Heartburn. Acid reflux. By whatever name, when stomach acid backs up into your esophagus, the pain and discomfort felt can be the sign of a potentially serious condition. Gastroesophageal Reflux Disease (GERD), the technical name for this malady, is both common and treatable. Recognition is important, because severe and persistent disease is associated with significant complications.
The reflux of acid from the stomach into the esophagus is almost universal, and usually brief and without symptoms. GERD refers to the condition where exposure of the esophageal lining to acid causes symptoms such as heartburn, vomiting or pain with swallowing. If the reflux goes all the way up to the back of the throat, the acid can irritate your vocal cords, or even be inhaled in the lungs and cause cough and asthma-like symptoms.

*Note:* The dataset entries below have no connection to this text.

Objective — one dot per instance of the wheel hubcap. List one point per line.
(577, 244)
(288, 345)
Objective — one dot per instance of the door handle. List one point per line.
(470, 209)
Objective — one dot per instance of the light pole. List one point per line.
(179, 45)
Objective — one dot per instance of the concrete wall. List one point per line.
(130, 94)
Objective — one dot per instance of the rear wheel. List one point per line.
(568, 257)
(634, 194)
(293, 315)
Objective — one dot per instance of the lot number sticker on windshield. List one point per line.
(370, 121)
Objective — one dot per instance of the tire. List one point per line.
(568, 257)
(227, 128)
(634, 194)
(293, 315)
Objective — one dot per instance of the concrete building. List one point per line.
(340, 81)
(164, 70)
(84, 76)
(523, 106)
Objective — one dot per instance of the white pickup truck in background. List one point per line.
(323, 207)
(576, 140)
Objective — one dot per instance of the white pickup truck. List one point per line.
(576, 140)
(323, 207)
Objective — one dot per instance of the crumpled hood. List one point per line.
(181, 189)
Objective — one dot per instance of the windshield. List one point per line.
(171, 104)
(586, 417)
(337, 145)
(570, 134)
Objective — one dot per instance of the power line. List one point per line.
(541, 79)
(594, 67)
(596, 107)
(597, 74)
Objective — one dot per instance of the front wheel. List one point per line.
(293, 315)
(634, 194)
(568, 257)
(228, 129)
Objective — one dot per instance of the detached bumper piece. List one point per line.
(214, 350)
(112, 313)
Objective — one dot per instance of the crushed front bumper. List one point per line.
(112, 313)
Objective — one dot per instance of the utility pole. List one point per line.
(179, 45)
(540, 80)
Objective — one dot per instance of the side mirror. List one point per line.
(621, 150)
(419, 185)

The esophagus is the tube connecting the mouth to the stomach. Made of muscular tissue which enables food to be pushed down, it is protected from acid exposure by the lower esophageal sphincter (LES). The LES is a circular muscle at the junction of the stomach and esophagus which opens during the swallow reflex, but otherwise stays closed to prevent stomach contents from “going backwards”. It is weakness, or inappropriate relaxation, of the LES which is the basic cause of GERD.
Every one of us has probably had an occasional symptom of heartburn. However, if they occur more than two or three times a week, you should consult your primary care physician to see if further evaluation is necessary. Of particular concern would be if the symptoms are associated with unexplained weight loss, or the feeling of food “sticking” in your chest.

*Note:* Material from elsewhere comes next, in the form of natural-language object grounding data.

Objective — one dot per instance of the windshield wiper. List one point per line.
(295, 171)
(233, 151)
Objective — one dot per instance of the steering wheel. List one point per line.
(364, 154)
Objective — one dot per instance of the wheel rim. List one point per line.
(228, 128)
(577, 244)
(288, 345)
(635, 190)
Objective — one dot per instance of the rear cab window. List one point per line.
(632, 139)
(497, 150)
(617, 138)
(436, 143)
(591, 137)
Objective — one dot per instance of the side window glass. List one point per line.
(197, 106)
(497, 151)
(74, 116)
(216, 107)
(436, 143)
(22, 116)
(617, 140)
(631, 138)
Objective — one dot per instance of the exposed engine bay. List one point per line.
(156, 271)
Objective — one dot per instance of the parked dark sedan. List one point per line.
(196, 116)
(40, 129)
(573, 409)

A number of conditions are associated with, or are potential contributors to GERD. Obesity, cigarette smoking, certain foods (chocolate, peppermint, alcohol and caffeine) and large meals followed by laying down can all increase acid entry into the esophagus.
There are a number of ways to make the diagnosis of GERD. Sometimes a thorough history and physical examination are adequate. For certain patients an endoscopic evaluation via a small tube passed into the stomach is required. The diagnosis is important because untreated GERD leads to chronic irritation of the esophagus, which can lead to irritation, ulcers, bleeding and, in the most severe form, cancer.
There are treatments available. For symptoms which occur once a week or less, antacids may be adequate. Many patients are advised to take “H2” blockers or proton pump inhibitors (PPIs), which work by decreasing acid production. In severe cases there are surgical options. In a recent report in the February 21, 2013 edition of the New England Journal of Medicine, a magnetic brace-like device wrapped around the end of the esophagus showed promise in patients who were not able to manage their symptoms with medications.